Ellen G. White disse que tinha uma “
responsabilidade especial de motivar os leigos na igreja para a ação, para que cada pessoa sinta seu dever de se tornar um obreiro juntamente com Deus” (MR 1033, p. 15). “Há uma vasta obra a ser feita fora do púlpito, por milhares de consagrados membros leigos” (Atos dos Apóstolos, p. 111).

Ilustração 
Um dos grupos que se destacou na compreensão do ministério de todos os crentes foi o dos valdenses. Originalmente formado por seguidores de Pedro Valdo, esse grupo, dos Alpes no século 12, tomou a decisão radical de obedecer a Deus acima de todas as coisas e seguir a Bíblia. Entre outras coisas, esses cristãos venderam tudo o que tinham, saíram de dois em dois pregando. Eles memorizavam grandes porções do Novo Testamento, denunciavam a corrupção da igreja e defendiam que homens e mulheres leigos podiam pregar. Nem mesmo a perseguição cruel os fez desistir de serem fiéis a Deus.
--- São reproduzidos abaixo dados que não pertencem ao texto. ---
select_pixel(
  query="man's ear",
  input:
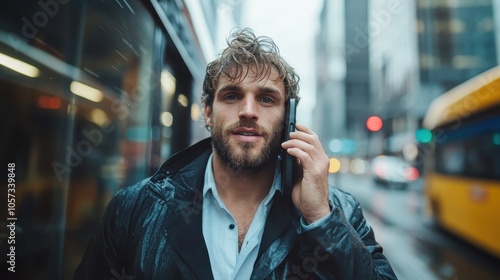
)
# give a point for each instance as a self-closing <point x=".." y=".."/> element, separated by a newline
<point x="208" y="115"/>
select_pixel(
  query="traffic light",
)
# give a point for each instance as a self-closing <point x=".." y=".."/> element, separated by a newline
<point x="374" y="123"/>
<point x="423" y="136"/>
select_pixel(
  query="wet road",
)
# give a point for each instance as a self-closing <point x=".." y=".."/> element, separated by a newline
<point x="416" y="249"/>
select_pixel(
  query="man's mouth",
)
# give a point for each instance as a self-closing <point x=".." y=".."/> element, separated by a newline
<point x="247" y="135"/>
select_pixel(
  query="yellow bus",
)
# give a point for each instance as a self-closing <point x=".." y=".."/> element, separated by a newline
<point x="462" y="166"/>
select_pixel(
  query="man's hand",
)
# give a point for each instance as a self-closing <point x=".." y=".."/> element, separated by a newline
<point x="310" y="192"/>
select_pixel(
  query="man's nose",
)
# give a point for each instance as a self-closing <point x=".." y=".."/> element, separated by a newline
<point x="248" y="109"/>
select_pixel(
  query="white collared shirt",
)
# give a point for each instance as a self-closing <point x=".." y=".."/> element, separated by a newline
<point x="220" y="231"/>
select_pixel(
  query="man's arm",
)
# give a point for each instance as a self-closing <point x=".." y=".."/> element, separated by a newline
<point x="101" y="259"/>
<point x="343" y="245"/>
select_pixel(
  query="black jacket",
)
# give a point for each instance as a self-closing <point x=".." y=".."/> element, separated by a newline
<point x="152" y="230"/>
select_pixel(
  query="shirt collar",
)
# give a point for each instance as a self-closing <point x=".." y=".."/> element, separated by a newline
<point x="210" y="182"/>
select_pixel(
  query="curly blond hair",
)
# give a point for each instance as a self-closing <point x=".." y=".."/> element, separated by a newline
<point x="246" y="49"/>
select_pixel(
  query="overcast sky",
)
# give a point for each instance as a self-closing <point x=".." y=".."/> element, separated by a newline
<point x="293" y="25"/>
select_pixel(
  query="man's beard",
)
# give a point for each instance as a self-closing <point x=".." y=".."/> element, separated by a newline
<point x="241" y="157"/>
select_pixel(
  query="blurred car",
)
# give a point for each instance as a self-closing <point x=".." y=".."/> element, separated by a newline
<point x="392" y="172"/>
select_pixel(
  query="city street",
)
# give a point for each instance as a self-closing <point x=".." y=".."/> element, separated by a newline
<point x="415" y="248"/>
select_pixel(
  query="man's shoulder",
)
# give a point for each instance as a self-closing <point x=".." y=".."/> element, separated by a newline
<point x="344" y="200"/>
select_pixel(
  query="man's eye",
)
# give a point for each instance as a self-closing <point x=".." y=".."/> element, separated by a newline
<point x="230" y="97"/>
<point x="267" y="100"/>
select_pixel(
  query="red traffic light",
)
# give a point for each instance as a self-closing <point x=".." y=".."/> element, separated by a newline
<point x="374" y="123"/>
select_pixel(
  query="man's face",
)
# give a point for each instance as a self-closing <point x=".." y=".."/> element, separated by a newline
<point x="246" y="120"/>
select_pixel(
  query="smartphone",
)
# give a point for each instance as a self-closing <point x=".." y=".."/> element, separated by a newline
<point x="286" y="159"/>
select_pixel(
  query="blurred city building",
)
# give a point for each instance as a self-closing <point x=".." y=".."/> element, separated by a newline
<point x="367" y="65"/>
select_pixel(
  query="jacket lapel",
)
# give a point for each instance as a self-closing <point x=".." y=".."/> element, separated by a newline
<point x="184" y="225"/>
<point x="185" y="235"/>
<point x="278" y="239"/>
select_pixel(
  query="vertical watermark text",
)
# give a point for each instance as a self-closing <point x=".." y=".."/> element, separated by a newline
<point x="11" y="218"/>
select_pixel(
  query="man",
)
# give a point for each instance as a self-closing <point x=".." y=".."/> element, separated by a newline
<point x="217" y="211"/>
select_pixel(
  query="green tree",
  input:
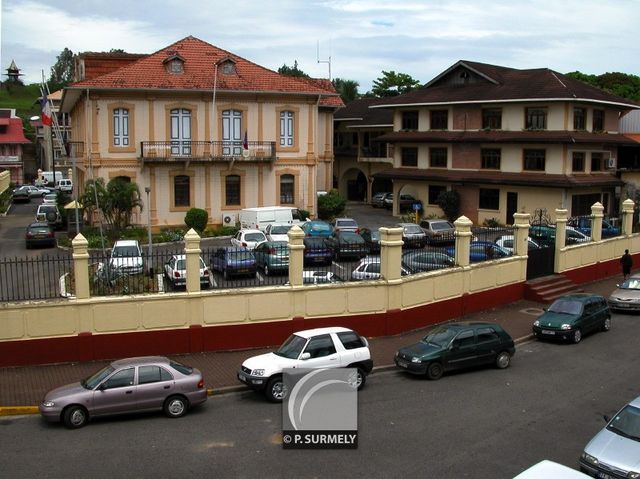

Como Russell Burril diz: “
Os leigos não são parte da igreja; eles são a igreja” (Rekindling a Lost Passion: Recreating a Church Planting Movement, p. 25). Não existem dois convites ou chamados, portanto você não pode escolher aceitar um e rejeitar o outro. O convite é para a salvação e o serviço. Aquilo que Deus fez por nós é a maior motivação para ministrar a outros e descobrir que existe uma bênção ainda maior para você (Jo 4:35-41).

Rick Warren ilustra a mobilização dos leigos da igreja com a observação de Napoleão sobre a China. Ao apontar o mapa, certa vez, ele disse: “Ali dorme um gigante. Se ele acordar, será incontrolável.” A igreja é um gigante adormecido. Se for despertada para usar seus dons, recursos, criatividade e energia, o cristianismo explodirá em crescimento. A maior necessidade  das igrejas é a de membros que se tornem ministros.